Лепила бурятские позы после обеда. Мелкая сенсорика, голова в отключке. А вчера - японские пельмени гёнза. Ну как "в отключке", кое-какие ассоциации всё же рождались. Япошечки напомнили мне словечко из " Лолиты" Набокова. А пошаговка лепки поз - сказку Пушкина про Гвидошу и , ( внимание! ) - Мэри Поппинс.
В культур-мультурное пространство бурятские позы впервые нагрянули через посредство фильма Герасимова "У озера". Василий Шукшин отвёз юную Наталью Белохвостикову в Култук( у меня там много родни) и там учил её как употреблять позы что пальчики оближешь. Поза формируется в тридцать три защипа, отсюда ассоциация с пушкинскими морпехами и столькми же коровами в исполнении Стояна.
А гёдза из кальмаровой начинки я обычно готовлю в горшочке(томлю), замуровав лепёшкой, в помпейской печи.
А про слово из волшебного словарика Набокова я чот стесняюсь.)
Я раньше, как манты, в мантушнице на парУ готовила. С чем бы сравнить? Всё же есть разница, как в бане с "сухим" и "мокрым" паром. Сухой жар помпейской или русской печи мне предпочтительней. Ритуальнее что ли, Есть чайная церемония, а есть чайный пакетик и общепитовский "бочковой" кофе. Я могу себе позволить жить не спеша и не кувырком, а задумчиво, на третьей пониженной скорости.

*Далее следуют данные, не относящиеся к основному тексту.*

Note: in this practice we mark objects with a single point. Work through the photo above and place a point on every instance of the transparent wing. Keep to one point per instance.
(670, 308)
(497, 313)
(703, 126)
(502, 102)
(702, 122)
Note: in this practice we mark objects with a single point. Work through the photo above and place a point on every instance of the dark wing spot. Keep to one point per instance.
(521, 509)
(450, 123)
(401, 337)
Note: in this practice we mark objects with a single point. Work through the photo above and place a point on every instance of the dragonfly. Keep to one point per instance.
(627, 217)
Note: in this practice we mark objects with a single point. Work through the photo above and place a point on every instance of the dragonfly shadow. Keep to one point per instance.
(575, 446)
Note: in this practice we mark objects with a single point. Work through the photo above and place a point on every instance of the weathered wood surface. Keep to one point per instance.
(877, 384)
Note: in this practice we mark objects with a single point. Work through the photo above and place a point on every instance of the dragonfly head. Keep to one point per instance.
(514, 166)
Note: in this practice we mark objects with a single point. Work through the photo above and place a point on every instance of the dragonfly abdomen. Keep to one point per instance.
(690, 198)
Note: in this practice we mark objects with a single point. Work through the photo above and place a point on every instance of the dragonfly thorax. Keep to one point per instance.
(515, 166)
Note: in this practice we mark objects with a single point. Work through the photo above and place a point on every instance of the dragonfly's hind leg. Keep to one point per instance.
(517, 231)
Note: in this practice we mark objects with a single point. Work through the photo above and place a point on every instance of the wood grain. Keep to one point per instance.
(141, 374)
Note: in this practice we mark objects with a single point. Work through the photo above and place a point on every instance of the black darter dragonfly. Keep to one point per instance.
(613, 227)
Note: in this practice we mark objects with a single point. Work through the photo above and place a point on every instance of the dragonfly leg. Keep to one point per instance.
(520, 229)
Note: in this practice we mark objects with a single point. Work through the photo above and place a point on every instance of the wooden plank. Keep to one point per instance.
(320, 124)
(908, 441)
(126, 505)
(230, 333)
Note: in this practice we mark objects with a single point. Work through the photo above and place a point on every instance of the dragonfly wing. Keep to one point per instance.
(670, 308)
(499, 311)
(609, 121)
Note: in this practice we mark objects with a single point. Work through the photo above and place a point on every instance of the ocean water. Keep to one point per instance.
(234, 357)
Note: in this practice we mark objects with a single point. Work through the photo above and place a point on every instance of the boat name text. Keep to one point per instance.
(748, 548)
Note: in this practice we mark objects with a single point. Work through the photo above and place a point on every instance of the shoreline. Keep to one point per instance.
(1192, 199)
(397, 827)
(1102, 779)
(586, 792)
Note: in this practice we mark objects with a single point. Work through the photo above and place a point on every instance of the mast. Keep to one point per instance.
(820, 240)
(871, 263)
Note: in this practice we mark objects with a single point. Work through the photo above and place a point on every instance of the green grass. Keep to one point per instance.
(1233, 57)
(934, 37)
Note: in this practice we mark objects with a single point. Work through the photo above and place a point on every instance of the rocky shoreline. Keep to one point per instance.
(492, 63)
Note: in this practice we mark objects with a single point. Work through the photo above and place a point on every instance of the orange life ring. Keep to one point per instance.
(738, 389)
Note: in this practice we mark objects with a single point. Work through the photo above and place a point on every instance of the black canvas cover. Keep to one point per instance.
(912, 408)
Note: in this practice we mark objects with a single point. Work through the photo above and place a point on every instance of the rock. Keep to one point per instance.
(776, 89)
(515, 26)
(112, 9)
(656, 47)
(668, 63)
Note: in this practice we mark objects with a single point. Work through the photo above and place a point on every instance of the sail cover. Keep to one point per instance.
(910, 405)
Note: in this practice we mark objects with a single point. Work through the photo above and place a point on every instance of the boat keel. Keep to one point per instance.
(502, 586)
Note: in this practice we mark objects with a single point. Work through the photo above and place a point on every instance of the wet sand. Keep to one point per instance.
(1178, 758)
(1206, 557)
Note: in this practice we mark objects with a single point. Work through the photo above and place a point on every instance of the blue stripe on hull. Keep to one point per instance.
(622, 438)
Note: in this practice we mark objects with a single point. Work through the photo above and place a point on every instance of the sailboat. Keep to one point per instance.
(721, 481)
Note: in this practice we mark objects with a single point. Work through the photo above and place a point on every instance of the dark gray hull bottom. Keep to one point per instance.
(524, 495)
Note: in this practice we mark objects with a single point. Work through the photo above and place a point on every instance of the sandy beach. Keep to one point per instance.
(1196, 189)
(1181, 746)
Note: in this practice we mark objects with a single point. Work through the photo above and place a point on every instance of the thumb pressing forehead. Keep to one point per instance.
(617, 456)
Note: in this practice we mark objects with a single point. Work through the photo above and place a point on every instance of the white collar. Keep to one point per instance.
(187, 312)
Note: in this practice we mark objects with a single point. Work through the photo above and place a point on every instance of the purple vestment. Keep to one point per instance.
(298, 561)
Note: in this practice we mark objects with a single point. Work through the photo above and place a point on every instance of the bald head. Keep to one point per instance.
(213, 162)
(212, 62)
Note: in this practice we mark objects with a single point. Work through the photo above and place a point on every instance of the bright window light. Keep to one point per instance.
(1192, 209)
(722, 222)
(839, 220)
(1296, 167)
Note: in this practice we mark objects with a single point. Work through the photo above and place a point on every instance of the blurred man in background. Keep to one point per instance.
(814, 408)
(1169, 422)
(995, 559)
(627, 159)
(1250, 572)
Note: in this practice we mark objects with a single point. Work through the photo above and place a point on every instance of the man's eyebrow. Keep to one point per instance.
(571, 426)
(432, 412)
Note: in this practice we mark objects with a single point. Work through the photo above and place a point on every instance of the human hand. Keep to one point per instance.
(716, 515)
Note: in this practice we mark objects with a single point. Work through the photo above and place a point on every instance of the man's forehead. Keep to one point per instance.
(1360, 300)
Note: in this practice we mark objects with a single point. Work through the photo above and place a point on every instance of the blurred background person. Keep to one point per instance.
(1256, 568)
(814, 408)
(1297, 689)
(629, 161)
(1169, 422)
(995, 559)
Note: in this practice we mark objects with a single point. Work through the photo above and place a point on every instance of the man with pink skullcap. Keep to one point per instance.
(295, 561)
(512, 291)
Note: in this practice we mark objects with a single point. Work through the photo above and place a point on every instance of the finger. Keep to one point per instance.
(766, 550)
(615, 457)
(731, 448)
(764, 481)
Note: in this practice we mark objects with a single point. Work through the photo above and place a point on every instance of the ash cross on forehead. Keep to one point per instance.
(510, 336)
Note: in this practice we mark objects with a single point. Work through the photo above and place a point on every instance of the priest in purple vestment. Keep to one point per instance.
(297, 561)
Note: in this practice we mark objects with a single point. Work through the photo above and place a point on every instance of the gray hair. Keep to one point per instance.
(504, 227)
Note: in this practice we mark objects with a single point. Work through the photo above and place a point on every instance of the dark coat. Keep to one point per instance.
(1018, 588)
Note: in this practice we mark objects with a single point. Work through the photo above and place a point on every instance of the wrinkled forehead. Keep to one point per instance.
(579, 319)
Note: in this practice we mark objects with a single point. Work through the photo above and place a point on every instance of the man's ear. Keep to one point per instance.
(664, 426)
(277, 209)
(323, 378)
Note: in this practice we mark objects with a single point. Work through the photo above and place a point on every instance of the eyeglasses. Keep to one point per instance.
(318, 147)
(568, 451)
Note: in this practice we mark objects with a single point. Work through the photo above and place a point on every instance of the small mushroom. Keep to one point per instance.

Ведь скорость как бы заштриховывает окружающий мир.
Бурятские позы ("буузы"на их языке)ещё готовили в фильме "Берегите женщину".
По форме символизируют юрту - бурятское жилище с отверстием - дымоходом вверху. Это отверстие защипывается по кругу тридцатью тремя складочками из теста для семейного счастья и благополучия. Фарш изготавливается таким образом, чтоб внутри буузы при готовке на пару образовался бульон.
Принцип поедания таков: откусить-выпить бульон - и потом есть.
Причём брать буузу необходимо руками.
Вкусно невероятно.
А ведь точно похожа поза на юрту-монголье, и такого же серо-пельменного цвета. А мене поза напомнила (вид сверху) спиральную копию Галлактики)).
А в юрте я ночувала, из грубого войлока карлыка(яка), тепло и уютно, как в огромном валенке.
А вот ниппонцкий Piльмешик гёдза напоминает мне нежное "устице" набоковской Лолиты. На этом слове великий писатель спалился, вынырнув на миг из личины скотины Гумберта.